# Schwarzwald Bike Marathon in Furtwangen am 12. September...



## Schwarzwa.biker (15. August 2010)

...wer ist alles dabei ? 



Grüße 
Schwarzwaldbiker


----------



## Dany1978 (16. August 2010)

Hi!
Ich bin wahscheinlich dabei aus der 60km Strecke.Hofentlich wird das Wetter wieder etwas besser!


Grüßle vom Bodensee!

Daniel


----------



## MTB-News.de




----------



## wildcat_1968 (16. August 2010)

vermutlich bin ich auch dabei (wenn's nicht wieder Temperaturen um dem Gefrierpunkt hat wie vor zwei Jahren). Strecke weiss ich auch noch nicht genau, aber vermutlich die 60 km.


----------



## scooter_werner (16. August 2010)

wie üblich auf der 90er und heuer hoffentlich ohne Defekt aufs Treppchen


----------



## maxmistral (16. August 2010)

Hallo Werner,

wenn das Wetter paßt bin ich auch auf der 90er Strecke. 

Was hört man da, Podium-Ambitionen, soso, dann werde ich Dich dieses mal nicht schonen! 

Racing-Reinhard


----------



## roba (18. August 2010)

Geplant habe ich die 90er-Runde Werde das aber kurzfristig entscheiden


----------



## Schwarzwa.biker (23. August 2010)

Dany1978 schrieb:


> Hi!
> Ich bin wahscheinlich dabei aus der 60km Strecke.Hofentlich wird das Wetter wieder etwas besser!
> 
> 
> ...



Hi Dany1978

Tja so wie am Samstag wär genial. 
Auch bissle kühler wär net schlimm aber so schönes Wetter wär halt schon genial. Hoffen wir mal das Beste. 

@scooter-werner: 
Darf ich neugierhalber mal fragen wie oft du die 90er schon gefahren bist ? 


Grüße an euch 
Schwarzwaldbiker


----------



## scooter_werner (24. August 2010)

Schwarzwa.biker schrieb:


> @scooter-werner:
> Darf ich neugierhalber mal fragen wie oft du die 90er schon gefahren bist ?

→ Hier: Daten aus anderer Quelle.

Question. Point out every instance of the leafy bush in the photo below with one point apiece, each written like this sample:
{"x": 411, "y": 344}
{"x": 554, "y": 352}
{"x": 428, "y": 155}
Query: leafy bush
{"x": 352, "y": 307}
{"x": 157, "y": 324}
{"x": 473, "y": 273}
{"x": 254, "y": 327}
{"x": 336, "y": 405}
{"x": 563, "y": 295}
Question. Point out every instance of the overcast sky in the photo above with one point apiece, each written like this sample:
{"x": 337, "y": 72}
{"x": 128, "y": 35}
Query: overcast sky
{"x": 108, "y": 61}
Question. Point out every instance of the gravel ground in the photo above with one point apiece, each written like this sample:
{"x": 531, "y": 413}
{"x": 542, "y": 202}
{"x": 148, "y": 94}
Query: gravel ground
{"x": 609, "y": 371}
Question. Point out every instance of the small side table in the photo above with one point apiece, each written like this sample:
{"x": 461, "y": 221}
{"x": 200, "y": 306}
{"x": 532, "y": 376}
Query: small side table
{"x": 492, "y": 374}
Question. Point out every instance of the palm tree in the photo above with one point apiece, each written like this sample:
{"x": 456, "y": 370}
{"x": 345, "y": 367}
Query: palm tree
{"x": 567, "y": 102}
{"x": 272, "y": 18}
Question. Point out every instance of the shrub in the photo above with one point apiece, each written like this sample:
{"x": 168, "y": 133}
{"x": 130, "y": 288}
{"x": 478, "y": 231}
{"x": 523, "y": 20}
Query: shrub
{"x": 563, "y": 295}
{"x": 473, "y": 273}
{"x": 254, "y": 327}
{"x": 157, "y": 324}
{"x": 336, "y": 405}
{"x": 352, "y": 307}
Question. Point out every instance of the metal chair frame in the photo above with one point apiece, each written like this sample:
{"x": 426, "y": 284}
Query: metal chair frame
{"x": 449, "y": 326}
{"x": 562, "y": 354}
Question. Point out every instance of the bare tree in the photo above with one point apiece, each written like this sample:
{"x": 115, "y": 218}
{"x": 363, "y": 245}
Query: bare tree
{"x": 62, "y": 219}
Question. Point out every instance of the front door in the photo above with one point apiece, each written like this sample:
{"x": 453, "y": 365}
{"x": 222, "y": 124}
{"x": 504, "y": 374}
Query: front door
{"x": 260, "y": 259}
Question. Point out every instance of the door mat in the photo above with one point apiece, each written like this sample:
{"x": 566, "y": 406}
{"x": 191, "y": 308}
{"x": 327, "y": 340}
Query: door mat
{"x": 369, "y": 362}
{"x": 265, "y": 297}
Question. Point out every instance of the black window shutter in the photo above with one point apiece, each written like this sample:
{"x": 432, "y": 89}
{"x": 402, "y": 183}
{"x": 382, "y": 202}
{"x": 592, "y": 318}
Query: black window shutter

War bisher 6 mal in Furtwangen am Start und jedes Mal auf der 90er Runde - hab einfach keine Lust für die 120er 2 Stunden früher aufzustehen  

Letztes Jahr hatte ich nach ca. 50km nen kapitalen Hinterradschaden mit Platten und anschließendem 8er im Chipsletten-Format und hoffe dieses Jahr auf pannenloses Durchkommen.


----------



## maxmistral (25. August 2010)

scooter_werner schrieb:


> War bisher 6 mal in Furtwangen am Start und jedes Mal auf der 90er Runde - hab einfach keine Lust für die 120er 2 Stunden früher aufzustehen



Der spätere Start ist ein echtes Argument für die 90er Strecke. Die 120er ist eine Schleife mehr mit einigen ultrasteilen Forststraßenanstiegen, früher kamen die zuletzt, jetzt sind die gleich am Anfang.


----------



## Schwarzwa.biker (25. August 2010)

Hi Scooter-Werner



scooter_werner schrieb:


> War bisher 6 mal in Furtwangen am Start und jedes Mal auf der 90er Runde - hab einfach keine Lust für die 120er 2 Stunden früher aufzustehen



Ui 6 mal ist oft.
Ja, das kann ich gut verstehen. Ist schon herb - selbst ich der nur 50 Km entfernt wohnt müßte dafür ca. um 4 Uhr aufstehen eher 3:30 Uhr. 
Daher bin ich auch noch nie den 120er gefahren. Bin bisher 4 mal in Furtwangen gestartet 2004/05/06 und 07. 
Den 90er 1 mal den 60er auch 1 mal. Den 43er 2 mal. 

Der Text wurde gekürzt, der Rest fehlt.